“The fact that you were made to feel unwelcome in your country of birth is the most shameful episode in our nation’s history.”
Those were the comments of Prime Minister, Voreqe Bainimarama while speaking at Fiji Day Celebrations in Sydney today.
Bainimarama told the former Fiji citizens that he knows that many of them simply lost faith in Fiji, especially in the terrible aftermath of the events of 1987 and 2000.
He said apart from the anguish and despair they must have felt, they were some of Fiji’s best and brightest.
The Prime Minister said when Fiji lost them, we lost a precious resource that robbed Fiji of decades of development and anyone who doubts that should examine the similarities between Singapore and Fiji in the 1970’s and the differences between the two countries now in terms of development.
He said it was the Fijian family torn apart and today he wants to say sorry to those who suffered.

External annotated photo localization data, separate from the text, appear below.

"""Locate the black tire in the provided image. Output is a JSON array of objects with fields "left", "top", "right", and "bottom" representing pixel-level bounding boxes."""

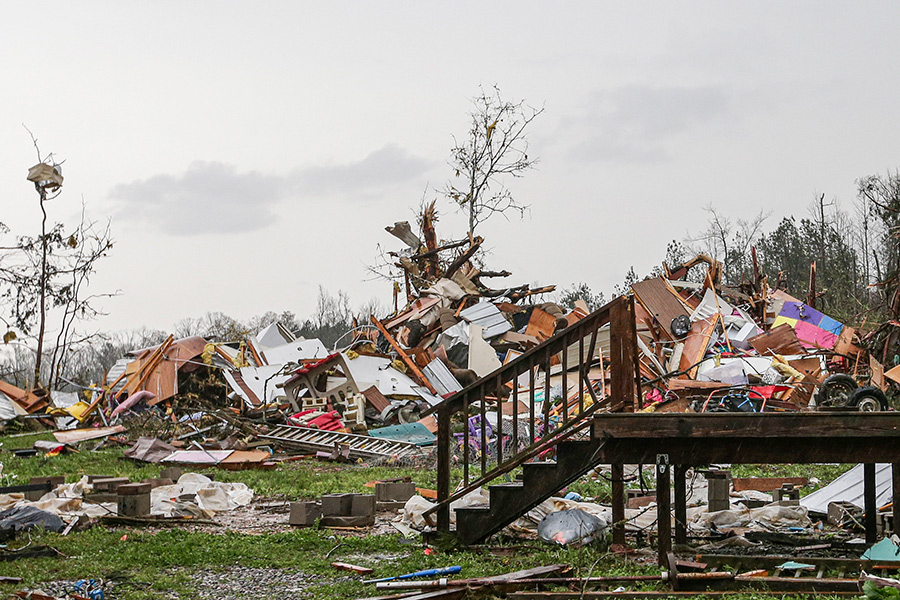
[
  {"left": 849, "top": 386, "right": 889, "bottom": 412},
  {"left": 816, "top": 374, "right": 858, "bottom": 408}
]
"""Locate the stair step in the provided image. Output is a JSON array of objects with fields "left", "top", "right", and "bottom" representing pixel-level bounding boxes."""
[
  {"left": 523, "top": 461, "right": 558, "bottom": 486},
  {"left": 454, "top": 436, "right": 606, "bottom": 546}
]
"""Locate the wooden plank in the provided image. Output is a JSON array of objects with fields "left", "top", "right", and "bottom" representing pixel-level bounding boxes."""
[
  {"left": 610, "top": 297, "right": 638, "bottom": 411},
  {"left": 371, "top": 315, "right": 437, "bottom": 394},
  {"left": 749, "top": 323, "right": 803, "bottom": 356},
  {"left": 594, "top": 412, "right": 900, "bottom": 439},
  {"left": 732, "top": 477, "right": 808, "bottom": 492},
  {"left": 631, "top": 277, "right": 690, "bottom": 340},
  {"left": 677, "top": 316, "right": 718, "bottom": 378},
  {"left": 54, "top": 425, "right": 126, "bottom": 444}
]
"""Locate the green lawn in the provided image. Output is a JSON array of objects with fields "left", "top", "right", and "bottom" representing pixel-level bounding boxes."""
[{"left": 0, "top": 432, "right": 862, "bottom": 599}]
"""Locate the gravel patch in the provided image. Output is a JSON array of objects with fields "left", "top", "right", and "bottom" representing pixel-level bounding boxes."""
[{"left": 191, "top": 567, "right": 331, "bottom": 600}]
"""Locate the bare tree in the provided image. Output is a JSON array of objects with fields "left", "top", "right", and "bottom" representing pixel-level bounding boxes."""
[
  {"left": 0, "top": 133, "right": 115, "bottom": 390},
  {"left": 444, "top": 85, "right": 543, "bottom": 238}
]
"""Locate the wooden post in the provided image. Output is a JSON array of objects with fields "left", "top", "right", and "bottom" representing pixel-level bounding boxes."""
[
  {"left": 436, "top": 410, "right": 450, "bottom": 534},
  {"left": 674, "top": 464, "right": 687, "bottom": 546},
  {"left": 657, "top": 454, "right": 671, "bottom": 567},
  {"left": 610, "top": 297, "right": 638, "bottom": 412},
  {"left": 865, "top": 463, "right": 877, "bottom": 545},
  {"left": 612, "top": 463, "right": 626, "bottom": 546}
]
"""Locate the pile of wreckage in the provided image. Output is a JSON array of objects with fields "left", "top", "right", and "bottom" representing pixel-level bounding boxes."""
[
  {"left": 0, "top": 211, "right": 897, "bottom": 468},
  {"left": 636, "top": 253, "right": 893, "bottom": 414}
]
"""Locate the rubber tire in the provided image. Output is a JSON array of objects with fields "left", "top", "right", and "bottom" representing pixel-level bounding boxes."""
[
  {"left": 815, "top": 374, "right": 858, "bottom": 408},
  {"left": 849, "top": 386, "right": 889, "bottom": 412}
]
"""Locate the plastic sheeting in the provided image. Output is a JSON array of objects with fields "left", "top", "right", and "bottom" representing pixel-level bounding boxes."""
[
  {"left": 0, "top": 505, "right": 64, "bottom": 533},
  {"left": 537, "top": 508, "right": 609, "bottom": 547}
]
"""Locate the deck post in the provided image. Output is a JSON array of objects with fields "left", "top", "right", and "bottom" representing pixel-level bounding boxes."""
[
  {"left": 612, "top": 463, "right": 626, "bottom": 546},
  {"left": 656, "top": 454, "right": 671, "bottom": 566},
  {"left": 674, "top": 464, "right": 688, "bottom": 546},
  {"left": 865, "top": 462, "right": 877, "bottom": 545}
]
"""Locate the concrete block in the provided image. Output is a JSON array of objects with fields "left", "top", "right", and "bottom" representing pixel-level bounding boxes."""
[
  {"left": 351, "top": 494, "right": 375, "bottom": 517},
  {"left": 320, "top": 514, "right": 375, "bottom": 527},
  {"left": 289, "top": 501, "right": 322, "bottom": 526},
  {"left": 321, "top": 493, "right": 353, "bottom": 516},
  {"left": 141, "top": 478, "right": 174, "bottom": 489},
  {"left": 375, "top": 482, "right": 415, "bottom": 503},
  {"left": 117, "top": 493, "right": 151, "bottom": 517},
  {"left": 86, "top": 474, "right": 115, "bottom": 483},
  {"left": 707, "top": 476, "right": 731, "bottom": 512},
  {"left": 160, "top": 467, "right": 183, "bottom": 482},
  {"left": 29, "top": 476, "right": 65, "bottom": 488},
  {"left": 117, "top": 482, "right": 152, "bottom": 496},
  {"left": 93, "top": 477, "right": 130, "bottom": 492},
  {"left": 24, "top": 483, "right": 53, "bottom": 502},
  {"left": 773, "top": 484, "right": 800, "bottom": 502}
]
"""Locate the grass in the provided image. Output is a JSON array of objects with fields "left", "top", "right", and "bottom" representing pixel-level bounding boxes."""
[{"left": 0, "top": 432, "right": 865, "bottom": 599}]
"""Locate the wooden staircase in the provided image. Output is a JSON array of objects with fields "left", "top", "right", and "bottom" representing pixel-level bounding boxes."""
[
  {"left": 454, "top": 435, "right": 608, "bottom": 545},
  {"left": 427, "top": 296, "right": 640, "bottom": 545}
]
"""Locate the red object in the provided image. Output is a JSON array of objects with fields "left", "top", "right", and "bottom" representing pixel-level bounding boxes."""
[{"left": 288, "top": 409, "right": 344, "bottom": 431}]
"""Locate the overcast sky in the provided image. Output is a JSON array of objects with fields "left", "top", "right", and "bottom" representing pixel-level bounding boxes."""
[{"left": 2, "top": 2, "right": 900, "bottom": 336}]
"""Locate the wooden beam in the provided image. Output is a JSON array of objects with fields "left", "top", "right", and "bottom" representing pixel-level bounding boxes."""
[
  {"left": 594, "top": 437, "right": 900, "bottom": 465},
  {"left": 594, "top": 412, "right": 900, "bottom": 439},
  {"left": 370, "top": 315, "right": 437, "bottom": 394}
]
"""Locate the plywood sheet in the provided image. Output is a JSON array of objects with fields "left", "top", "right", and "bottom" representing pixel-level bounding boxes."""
[
  {"left": 677, "top": 316, "right": 718, "bottom": 379},
  {"left": 54, "top": 425, "right": 126, "bottom": 444},
  {"left": 749, "top": 323, "right": 804, "bottom": 356},
  {"left": 631, "top": 277, "right": 691, "bottom": 340}
]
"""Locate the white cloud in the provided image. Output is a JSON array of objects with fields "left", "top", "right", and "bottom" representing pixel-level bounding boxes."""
[{"left": 107, "top": 145, "right": 434, "bottom": 235}]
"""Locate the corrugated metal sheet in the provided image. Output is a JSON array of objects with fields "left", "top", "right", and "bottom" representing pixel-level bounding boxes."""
[
  {"left": 460, "top": 302, "right": 512, "bottom": 339},
  {"left": 423, "top": 358, "right": 462, "bottom": 396},
  {"left": 801, "top": 463, "right": 893, "bottom": 515}
]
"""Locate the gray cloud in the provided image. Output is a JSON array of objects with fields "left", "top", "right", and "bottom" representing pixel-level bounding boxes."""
[
  {"left": 108, "top": 145, "right": 434, "bottom": 235},
  {"left": 560, "top": 85, "right": 732, "bottom": 164}
]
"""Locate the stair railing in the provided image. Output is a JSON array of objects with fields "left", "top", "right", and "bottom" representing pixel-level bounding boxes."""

He added that many thousands were made to feel like strangers in their own country who felt obliged to seek new homes elsewhere.

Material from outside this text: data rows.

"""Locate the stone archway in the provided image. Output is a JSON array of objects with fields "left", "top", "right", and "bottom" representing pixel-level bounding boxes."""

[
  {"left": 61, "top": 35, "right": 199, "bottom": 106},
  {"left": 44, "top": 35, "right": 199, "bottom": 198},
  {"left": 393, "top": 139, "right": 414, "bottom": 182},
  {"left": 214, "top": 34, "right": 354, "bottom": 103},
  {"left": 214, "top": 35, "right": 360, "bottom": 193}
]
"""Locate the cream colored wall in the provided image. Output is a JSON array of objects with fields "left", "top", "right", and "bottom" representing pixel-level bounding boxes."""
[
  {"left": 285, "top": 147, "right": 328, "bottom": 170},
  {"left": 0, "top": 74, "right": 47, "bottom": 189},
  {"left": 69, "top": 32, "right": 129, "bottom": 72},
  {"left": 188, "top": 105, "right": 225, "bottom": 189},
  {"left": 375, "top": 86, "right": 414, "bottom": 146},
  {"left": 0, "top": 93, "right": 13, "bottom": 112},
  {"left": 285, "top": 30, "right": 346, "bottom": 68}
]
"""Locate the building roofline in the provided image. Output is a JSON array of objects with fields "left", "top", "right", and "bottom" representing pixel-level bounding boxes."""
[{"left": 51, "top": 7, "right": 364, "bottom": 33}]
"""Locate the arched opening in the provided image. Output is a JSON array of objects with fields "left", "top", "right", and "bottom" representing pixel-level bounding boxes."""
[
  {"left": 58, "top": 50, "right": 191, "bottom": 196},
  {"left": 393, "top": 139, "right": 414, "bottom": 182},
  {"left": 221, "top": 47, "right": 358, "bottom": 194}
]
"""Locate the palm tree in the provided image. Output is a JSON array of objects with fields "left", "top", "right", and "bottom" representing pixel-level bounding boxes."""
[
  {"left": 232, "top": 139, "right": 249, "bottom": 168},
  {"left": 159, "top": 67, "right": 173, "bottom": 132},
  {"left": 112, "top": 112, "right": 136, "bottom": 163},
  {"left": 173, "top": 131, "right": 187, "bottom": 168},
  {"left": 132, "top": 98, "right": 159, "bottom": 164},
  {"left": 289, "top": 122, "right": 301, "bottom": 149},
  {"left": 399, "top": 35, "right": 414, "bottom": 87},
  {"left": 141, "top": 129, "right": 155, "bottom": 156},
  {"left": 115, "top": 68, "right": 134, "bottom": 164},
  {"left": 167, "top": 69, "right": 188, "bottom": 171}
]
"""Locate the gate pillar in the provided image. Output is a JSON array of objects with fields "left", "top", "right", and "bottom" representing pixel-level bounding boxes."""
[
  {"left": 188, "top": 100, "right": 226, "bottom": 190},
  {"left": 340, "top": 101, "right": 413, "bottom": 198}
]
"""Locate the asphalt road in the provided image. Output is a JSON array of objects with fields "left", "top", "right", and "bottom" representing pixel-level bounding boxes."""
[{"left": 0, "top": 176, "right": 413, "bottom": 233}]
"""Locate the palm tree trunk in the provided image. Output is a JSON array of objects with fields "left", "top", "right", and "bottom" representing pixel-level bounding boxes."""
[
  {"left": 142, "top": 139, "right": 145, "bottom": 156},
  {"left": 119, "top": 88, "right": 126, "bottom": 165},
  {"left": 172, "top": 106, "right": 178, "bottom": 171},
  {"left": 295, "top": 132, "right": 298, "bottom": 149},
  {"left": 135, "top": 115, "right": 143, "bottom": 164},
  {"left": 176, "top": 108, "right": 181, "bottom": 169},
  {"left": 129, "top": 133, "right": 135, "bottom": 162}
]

Bainimarama then stated that he formally welcomes the former Fiji citizens back into the Fijian family, to perhaps build a house in Fiji, to invest in their country of birth and to help them build the new Fiji.

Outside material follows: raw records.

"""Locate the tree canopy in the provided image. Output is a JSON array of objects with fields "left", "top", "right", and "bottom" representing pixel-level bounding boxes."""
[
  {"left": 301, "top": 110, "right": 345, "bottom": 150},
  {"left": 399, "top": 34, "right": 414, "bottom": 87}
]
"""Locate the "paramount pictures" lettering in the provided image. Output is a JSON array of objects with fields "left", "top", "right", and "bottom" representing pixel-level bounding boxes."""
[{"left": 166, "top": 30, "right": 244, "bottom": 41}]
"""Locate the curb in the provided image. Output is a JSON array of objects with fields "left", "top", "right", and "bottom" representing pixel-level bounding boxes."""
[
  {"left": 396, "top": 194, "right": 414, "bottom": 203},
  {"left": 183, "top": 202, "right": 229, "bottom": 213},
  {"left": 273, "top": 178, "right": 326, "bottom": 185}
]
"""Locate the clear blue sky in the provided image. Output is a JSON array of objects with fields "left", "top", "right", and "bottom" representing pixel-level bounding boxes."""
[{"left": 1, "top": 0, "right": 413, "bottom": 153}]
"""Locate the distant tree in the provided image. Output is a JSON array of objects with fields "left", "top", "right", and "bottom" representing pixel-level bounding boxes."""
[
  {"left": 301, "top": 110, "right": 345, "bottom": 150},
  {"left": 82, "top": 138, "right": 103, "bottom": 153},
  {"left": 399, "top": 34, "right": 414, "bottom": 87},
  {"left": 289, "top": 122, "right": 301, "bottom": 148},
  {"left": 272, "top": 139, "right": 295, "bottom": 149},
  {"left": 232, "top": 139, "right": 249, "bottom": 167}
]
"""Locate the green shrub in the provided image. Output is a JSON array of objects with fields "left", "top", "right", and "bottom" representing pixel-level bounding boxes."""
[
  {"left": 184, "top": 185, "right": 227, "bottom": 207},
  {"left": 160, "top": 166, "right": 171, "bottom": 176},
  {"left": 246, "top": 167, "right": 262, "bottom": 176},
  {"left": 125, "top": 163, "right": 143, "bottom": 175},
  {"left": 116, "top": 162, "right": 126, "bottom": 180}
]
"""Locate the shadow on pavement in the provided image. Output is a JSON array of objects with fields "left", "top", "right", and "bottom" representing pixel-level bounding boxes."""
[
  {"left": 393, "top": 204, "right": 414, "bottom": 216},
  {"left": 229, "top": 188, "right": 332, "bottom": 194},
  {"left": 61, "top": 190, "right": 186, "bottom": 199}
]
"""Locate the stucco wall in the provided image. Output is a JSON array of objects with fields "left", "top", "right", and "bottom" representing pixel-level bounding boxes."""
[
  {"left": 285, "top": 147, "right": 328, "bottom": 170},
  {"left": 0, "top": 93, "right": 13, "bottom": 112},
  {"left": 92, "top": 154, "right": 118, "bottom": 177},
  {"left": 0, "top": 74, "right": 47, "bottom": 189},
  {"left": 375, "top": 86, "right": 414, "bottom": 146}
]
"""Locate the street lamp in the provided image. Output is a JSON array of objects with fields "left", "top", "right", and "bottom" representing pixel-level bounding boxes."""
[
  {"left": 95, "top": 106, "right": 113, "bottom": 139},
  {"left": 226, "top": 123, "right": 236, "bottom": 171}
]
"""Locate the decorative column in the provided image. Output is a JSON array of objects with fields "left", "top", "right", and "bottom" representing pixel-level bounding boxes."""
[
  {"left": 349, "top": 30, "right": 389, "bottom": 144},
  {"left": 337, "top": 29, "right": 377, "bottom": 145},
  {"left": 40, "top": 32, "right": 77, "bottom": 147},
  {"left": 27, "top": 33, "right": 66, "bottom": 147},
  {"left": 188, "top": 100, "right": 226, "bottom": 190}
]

The Prime Minister also had a message for some 50,000 people of Fijian heritage now residing in Australia that it is easily one of his government’s greatest achievements – to forge a common identity for every Fijian citizen.
He said it used to be that only indigenous Fijians could call themselves Fijian and some of his political opponents still say the term belongs to them.
Bainimarama said this is nonsensical.
He added that the itaukei still have and own the communal ownership of their land, their unique customs, traditions and language, recognized and protected in the constitution for all time.